5 WISATA SEJARAH DAN ARSITEKTUR DI BANDUNG


Kota kembang Bandung merupakan sebutan lain untuk kota yang pada zaman dulu, dinilai sangat cantik dengan banyaknya pohon-pohon dan bunga-bunga yang tumbuh. Selain itu, Bandung dahulunya disebut juga dengan Parijs van Java karena keindahannya. Bandung juga dikenal sebagai kota belanja, dengan mall dan factory outlet yang banyak tersebar, dan saat ini berangsur-angsur kota Bandung juga menjadi kota wisata kuliner. Dan pada tahun 2007, British Council menjadikan kota Bandung sebagai pilot project kota terkreatif se-Asia Timur. Saat ini kota Bandung merupakan salah satu kota tujuan utama pariwisata dan pendidikan. Berikut beberapa 5 Wisata Sejarah dan Arsitektur di Bandung :

1. Gedung Bank Indonesia

Lokasi:  Jalan Braga No. 108, Kelurahan Braga, Kecamatan Sumur Bandung

Gedung Bank Indonesia ini dahulu bernama Javanche Bank, dibangun tahun 1915-1918 oleh arsitek Hulswit, Fermont dan Ed. Cuypers dengan gaya arsitektur Neo Klasik (Electicism,) yang memiliki keindahan dengan menara yang tinggi, sehingga mudah dilihat dari jarak jauh. Bangunan ini lebih indah dan apik daripada bangunan sejenis di Eropa. Gedung mempunyai peran besar dalam pembentukkan ruang kota yang baik.

Bank Indonesia dapat dijadikan sebagai salah satu objek wisata heritage, karena bentuk bangunan indah, megah dan simetris, serta lokasinya satu kawasan dengan bangunan-bangunan kuno lainnya (Gedung Indonesia Mengunggat/Landraad, Gereja Santo Petrus Katedral, Gereja Bethel, Gedung Balaikota Bandung, Sekolah Dasar Merdeka, Mapolwiltabes Bandung dan sebagainya).

2. Gedung SMUN 3 dan 5

Lokasi:  Jalan Belitung No. 8

Sekolah Menengah Umum (SMA) Negeri 3 dan 5 Bandung dirancang oleh seorang arsitek Belanda, C.P. Schoemaker pada tahun 1916 masa Pemerintahan Hindia Belanda. Kondisi sekolah terawat baik dan kini dibawah pengelolaan Dinas Pendidikan Propinsi Jawa Barat. Sekolah berdiri di atas tanah seluas 14.240 m² , dengan luas bangunan 8.220 m².

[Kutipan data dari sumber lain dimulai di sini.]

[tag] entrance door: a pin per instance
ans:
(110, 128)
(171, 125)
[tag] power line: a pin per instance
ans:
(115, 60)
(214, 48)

Sekolah ini menjadi sekolah favorit dan bergengsi di Kota Bandung, sejak dahulu fungsinya tetap sama untuk gedung sekolah dan almarhum Sri Sultan Hamengkubuwono IX sempat menuntut ilmu di sini.  Gedung ini digunakan sebagai sekolah HBS (Hoogere Burgerschool) tahun 1916 – 1942. Pada masa penjajahan Jepang (1942 – 1945) yang ingin berperang melawan tentara sekutu, gedung digunakan sebagai Markas Tentara Jepang (Kompetai).

Gedung SMU Negeri 3 dan 5,  terletak berdampingan dengan kolam renang masa Hindia Belanda, Tirtamerta/Pemandian Centrum (1920),  dapat dijadikan sebagai salah satu tujuan wisata dan bahan kajian arsitektur Eropa (Belanda) untuk pelajar/mahasiswa, serta letaknya yang strategis di tengah Kota Bandung dan dapat dengan mudah dijangkau.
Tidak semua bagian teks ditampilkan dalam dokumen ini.